Amazon announced Thursday that it would acquire PillPack, an online pharmacy with a nationwide reach, in a deal that could quickly make the online giant a major player in the drug business.
The deal is precisely the kind of news that the health care industry has been fearing for months, as Amazon hinted that it was interested in expanding its reach to include prescription drugs, a $560 billion business.
One barrier to entry for Amazon had been the bureaucratic hassle of securing pharmacy licenses in each state. But in acquiring PillPack, it is essentially leaping over that hurdle because the company is licensed to ship prescriptions in 50 states.
Anxiety over what Amazon might do in health care has unsettled the industry and has been seen as one factor in a wave of recently proposed mergers, including CVS’s acquisition of Aetna and a union between the health insurer Cigna and Express Scripts, the pharmacy benefit manager. Last fall, perhaps in a move to get ahead of Amazon, CVS announced it would offer next-day delivery of prescription drugs and same-day service in some big cities.
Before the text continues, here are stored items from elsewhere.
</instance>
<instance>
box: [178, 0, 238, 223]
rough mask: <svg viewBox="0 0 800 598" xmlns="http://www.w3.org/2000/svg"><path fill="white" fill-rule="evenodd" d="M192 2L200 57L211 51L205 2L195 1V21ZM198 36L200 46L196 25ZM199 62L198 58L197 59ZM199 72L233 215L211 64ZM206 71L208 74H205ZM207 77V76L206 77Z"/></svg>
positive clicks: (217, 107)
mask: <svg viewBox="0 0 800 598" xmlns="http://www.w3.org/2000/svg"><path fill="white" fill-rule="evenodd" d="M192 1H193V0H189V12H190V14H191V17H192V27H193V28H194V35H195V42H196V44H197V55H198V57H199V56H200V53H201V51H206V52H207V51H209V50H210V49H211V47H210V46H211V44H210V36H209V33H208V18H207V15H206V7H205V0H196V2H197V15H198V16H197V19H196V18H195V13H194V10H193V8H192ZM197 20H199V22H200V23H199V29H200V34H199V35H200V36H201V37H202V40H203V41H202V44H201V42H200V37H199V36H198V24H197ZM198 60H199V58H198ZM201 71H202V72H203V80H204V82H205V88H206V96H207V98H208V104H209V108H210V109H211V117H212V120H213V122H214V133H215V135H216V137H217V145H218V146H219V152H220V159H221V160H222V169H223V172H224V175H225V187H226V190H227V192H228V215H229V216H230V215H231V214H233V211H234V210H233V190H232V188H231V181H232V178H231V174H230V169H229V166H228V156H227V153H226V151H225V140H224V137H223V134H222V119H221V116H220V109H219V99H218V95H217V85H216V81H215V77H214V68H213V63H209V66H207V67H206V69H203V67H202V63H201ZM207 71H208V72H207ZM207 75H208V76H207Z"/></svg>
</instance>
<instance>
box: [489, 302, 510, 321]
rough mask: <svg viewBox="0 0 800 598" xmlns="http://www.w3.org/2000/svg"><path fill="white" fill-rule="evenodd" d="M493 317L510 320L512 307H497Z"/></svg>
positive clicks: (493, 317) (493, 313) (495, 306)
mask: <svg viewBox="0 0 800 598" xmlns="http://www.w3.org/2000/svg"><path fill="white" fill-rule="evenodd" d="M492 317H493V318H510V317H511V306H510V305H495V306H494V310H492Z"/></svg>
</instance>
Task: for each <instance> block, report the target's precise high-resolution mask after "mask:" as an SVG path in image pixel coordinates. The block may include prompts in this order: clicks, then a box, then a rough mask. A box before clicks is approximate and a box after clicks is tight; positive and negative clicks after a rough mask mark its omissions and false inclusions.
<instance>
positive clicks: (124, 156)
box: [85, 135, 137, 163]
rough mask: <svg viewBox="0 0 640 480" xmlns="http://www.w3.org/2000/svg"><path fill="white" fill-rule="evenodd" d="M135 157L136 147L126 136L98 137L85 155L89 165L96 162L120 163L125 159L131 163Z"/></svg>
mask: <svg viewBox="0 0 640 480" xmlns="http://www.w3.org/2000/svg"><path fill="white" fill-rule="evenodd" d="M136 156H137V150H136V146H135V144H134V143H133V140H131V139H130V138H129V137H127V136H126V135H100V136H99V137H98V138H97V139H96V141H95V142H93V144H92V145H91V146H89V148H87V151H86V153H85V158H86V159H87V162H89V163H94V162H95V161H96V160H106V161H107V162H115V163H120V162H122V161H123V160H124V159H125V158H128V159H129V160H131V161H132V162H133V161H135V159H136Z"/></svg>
The entry of Amazon into the pharmacy business could make it easier for the big pharmacy benefit mangers to persuade the Justice Department that their contemplated mergers with insurance companies will not harm consumers by hindering competition.
PillPack, which started in 2013, is an online pharmacy that distributes its pills in easy-to-use packages designed for consumers with chronic conditions and multiple prescriptions. The company sorts prescriptions by the dose and includes a label with a picture of each pill and notes on how it should be taken. It has long been seen as a potential target for larger businesses looking to expand their reach in online drug sales, including Amazon and Walmart.
While innovative, it is not necessarily a major player in the pharmacy world, bringing in about $100 million in revenue in 2017, according to the company.